A Neural Network Approach for Public Trip Frequency Dynamics Across Pandemic Stages in a Component City in Luzon, Philippines
Laila Marie A. Lavandero
a
,
Dante L. Silva
b
,
Kevin Lawrence M. De Jesus
c
a School of Graduate Studies, Mapua University, Manila, Philippines
b School of Civil Environmental, and Geological Engineering, Mapua University, Manila, Philippines
c Department of Civil Engineering, FEU Institute of Technology, Manila, Philippines
2025 10th International Conference on Big Data Analytics (ICBDA), (2025), pp. 1-9
Abstract: This study aimed to develop models for predicting trip frequency in San Jose City, Province of Nueva Ecija, Philippines incorporating socio-demographic factors (SDF) and attitudinal factors (AF) through the use of artificial neural network (ANN).

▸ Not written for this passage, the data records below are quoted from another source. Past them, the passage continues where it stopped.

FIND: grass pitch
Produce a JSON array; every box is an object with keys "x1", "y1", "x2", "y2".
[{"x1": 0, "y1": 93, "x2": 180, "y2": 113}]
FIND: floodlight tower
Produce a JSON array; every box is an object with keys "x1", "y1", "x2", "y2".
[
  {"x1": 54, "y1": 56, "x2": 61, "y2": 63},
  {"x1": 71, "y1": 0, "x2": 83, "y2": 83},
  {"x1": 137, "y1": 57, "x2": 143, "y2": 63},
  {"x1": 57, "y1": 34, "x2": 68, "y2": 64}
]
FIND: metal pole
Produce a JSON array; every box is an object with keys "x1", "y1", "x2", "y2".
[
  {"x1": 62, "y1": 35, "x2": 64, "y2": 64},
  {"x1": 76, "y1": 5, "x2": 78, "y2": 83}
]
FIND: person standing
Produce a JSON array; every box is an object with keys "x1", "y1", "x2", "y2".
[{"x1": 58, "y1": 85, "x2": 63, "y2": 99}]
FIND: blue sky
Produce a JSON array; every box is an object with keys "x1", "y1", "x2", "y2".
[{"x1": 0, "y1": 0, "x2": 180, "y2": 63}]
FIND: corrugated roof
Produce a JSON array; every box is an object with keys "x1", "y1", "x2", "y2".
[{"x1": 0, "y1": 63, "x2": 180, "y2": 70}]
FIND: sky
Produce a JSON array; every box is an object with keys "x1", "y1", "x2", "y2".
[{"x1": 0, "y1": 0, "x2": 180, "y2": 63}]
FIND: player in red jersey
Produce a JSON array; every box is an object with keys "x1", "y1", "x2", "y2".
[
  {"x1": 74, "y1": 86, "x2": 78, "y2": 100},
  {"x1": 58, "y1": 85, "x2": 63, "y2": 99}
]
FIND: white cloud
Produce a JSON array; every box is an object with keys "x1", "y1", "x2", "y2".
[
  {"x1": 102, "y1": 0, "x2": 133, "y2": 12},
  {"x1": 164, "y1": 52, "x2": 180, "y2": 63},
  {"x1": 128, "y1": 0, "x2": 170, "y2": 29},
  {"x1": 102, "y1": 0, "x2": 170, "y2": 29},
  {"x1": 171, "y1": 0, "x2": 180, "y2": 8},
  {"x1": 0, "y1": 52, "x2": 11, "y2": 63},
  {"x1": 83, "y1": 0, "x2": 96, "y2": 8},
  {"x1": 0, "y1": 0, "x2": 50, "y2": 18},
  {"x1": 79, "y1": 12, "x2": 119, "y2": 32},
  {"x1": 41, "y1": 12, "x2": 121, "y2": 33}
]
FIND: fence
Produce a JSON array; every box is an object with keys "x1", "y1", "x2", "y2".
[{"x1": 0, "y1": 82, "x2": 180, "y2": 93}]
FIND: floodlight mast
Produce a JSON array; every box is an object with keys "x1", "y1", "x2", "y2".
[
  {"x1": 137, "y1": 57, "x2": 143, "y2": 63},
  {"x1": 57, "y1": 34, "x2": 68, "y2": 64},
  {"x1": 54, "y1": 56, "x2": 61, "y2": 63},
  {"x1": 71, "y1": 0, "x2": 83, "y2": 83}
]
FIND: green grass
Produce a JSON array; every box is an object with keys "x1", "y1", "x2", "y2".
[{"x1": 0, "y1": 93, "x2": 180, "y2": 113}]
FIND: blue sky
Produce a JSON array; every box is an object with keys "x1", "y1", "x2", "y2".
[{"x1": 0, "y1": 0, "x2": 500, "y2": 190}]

Socio-demographic factors in the model include age, sex, civil status (CS), number of children (NOC), barangay, number of household members (NHM), educational attainment (EA), employment status (ES), household income (HI), number of driver license holder (DLH), number of personal vehicles owned (PVO), and number of vehicles owned by the household (VOH) while the attitudinal factors in the model include car dependency (CD), convenience, speed, privacy and safety (PS), health and environment (HE), cost, and comfort. The collected data were processed to develop ANN model in different pandemic stages with 19-19-1 (input-hidden-output) network structure used for these models. The sensitivity analysis (SA) results indicate that in the pre-pandemic period, employment status is the most influential parameter (MIP) to the trip frequency in the study area, while the educational attainment is the MIP during the pandemic period and in the post-pandemic period. The findings of the study signify the effectiveness of ANN in forecasting trip frequency as evident to the low mean absolute percentage error (MAPE) values obtained for the three models. The results can be used by policymakers in making informed strategies in further improving the travel experience of the population in the study area.